= The Wise Virgins =

The Wise Virgins is a one-act ballet based on the biblical Parable of the Ten Virgins.
It was created in 1940 with choreography by Frederick Ashton, to a score of music by Johann Sebastian Bach orchestrated by William Walton.

==History==
The music of the ballet was the first to be decided. Some years before, at an evening gathering in Cambridge with Boris Ord and Constant Lambert (musical director of the Sadler's Wells Ballet), those two musicians played some Bach at the piano. One of the pieces was "Sheep may safely graze" which comes from a secular cantata about hunting, Was mir behagt, ist nur die muntre Jagd, BWV 208. Ashton, wanting to use this music and believing it to be a religious subject, chose the parable of the wise and foolish virgins from Matthew 25.
According to Michael Somes, it was a later meeting with Patrick Hadley where Hadley and Lambert played Bach's music which settled the sequence of musical numbers for the ballet. Walton was chosen by Ashton as the orchestrator in 1940.
The movements were selected from Bach's cantatas and chorale preludes and orchestrated from piano transcriptions.

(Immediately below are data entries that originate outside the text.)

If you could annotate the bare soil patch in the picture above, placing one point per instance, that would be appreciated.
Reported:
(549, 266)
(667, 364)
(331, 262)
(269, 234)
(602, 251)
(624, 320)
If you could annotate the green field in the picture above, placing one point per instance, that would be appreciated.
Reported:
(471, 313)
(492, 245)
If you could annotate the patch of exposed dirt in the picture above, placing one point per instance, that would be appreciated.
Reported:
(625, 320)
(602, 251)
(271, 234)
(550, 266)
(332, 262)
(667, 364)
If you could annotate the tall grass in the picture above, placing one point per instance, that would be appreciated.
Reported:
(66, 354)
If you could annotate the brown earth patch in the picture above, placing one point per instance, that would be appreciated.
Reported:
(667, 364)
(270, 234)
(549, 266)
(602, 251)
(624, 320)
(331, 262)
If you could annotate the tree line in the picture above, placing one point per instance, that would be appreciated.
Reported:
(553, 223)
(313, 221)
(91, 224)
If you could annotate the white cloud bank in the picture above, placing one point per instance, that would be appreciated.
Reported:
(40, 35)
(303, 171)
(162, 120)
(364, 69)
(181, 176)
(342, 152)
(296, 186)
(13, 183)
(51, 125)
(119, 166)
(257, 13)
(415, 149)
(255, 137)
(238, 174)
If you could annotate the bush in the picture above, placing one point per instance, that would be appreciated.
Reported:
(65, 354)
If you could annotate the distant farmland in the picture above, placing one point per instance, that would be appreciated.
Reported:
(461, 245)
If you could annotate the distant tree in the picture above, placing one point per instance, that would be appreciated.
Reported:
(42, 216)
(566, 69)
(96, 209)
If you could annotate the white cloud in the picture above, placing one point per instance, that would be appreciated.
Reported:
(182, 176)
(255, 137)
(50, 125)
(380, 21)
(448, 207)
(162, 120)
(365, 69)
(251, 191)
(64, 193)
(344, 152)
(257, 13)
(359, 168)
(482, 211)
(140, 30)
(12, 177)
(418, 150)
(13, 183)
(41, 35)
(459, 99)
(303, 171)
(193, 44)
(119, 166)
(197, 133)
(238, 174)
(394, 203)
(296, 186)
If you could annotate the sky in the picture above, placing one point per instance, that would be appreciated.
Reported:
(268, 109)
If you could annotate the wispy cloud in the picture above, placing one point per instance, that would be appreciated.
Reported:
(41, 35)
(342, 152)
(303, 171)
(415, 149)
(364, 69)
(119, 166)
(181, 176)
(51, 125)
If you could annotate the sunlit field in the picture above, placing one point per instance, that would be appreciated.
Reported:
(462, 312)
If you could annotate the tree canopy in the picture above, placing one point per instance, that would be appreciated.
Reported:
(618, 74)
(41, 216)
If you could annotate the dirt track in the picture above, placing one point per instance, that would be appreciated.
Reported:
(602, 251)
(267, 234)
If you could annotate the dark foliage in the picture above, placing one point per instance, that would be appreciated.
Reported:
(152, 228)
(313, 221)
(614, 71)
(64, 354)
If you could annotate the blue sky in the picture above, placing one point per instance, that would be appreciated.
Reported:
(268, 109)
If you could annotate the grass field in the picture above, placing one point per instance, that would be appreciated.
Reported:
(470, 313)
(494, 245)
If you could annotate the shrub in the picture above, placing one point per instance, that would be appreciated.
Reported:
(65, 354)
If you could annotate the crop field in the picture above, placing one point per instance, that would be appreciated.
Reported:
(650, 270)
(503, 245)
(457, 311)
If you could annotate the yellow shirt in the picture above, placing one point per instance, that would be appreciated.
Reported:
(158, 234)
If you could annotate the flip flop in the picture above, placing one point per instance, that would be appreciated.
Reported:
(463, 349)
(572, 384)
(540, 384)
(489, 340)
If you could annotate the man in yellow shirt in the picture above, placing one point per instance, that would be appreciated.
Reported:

Designer Rex Whistler was chosen for his sympathy with Baroque art, from his studies in Rome. Ashton was also inspired by 18th century sculpture and architecture, and tried to depict with the dancers' bodies "the swirling, rich, elaborate contortions of the baroque."

The Wise Virgins was first performed on 24 April 1940 by the Vic Wells Company (The Royal Ballet) at Sadler's Wells Theatre, with Margot Fonteyn (the Bride), Michael Somes (the Bridegroom), Claude Newman (the Father), and Annabel Farjeon (the Mother) in the leading roles. It continued in the company's repertoire until 1944.

==Ballet Suite==
The scoring is for 2 flutes (one doubling piccolo), 2 oboes, 2 clarinets, 2 bassoons, 4 horns, 2 trumpets, 3 trombones, harp, timpani and strings.

The suite was used for the ballet Cantus Firmus by the Ballet Vlaamderen, with choreography by Jeanne Brabants, in May 1970.

The suite has been recorded several times, including:
- His Master's Voice - Sadler's Wells Orchestra, conducted by William Walton (24 July 1940)
- Decca Records - London Philharmonic Orchestra at Kingsway Hall, conducted by Adrian Boult (19 October 1954)
- Capitol Records - Concert Arts Orchestra, conducted by Robert Irving (4 April 1961)
- Columbia Records - Cleveland Orchestra at the Masonic Auditorium in Cleveland, conducted by Louis Lane (3 April 1970)
- EMI Records - City of Birmingham Symphony Orchestra at Bedworth Civic Hall, conducted by Louis Frémaux (1–2 September 1976)
- Chandos Records - London Philharmonic Orchestra conducted by Bryden Thomson (March 1990)
- Naxos Records - English Northern Philharmonia, conducted by David Lloyd-Jones (11-12 July 2001)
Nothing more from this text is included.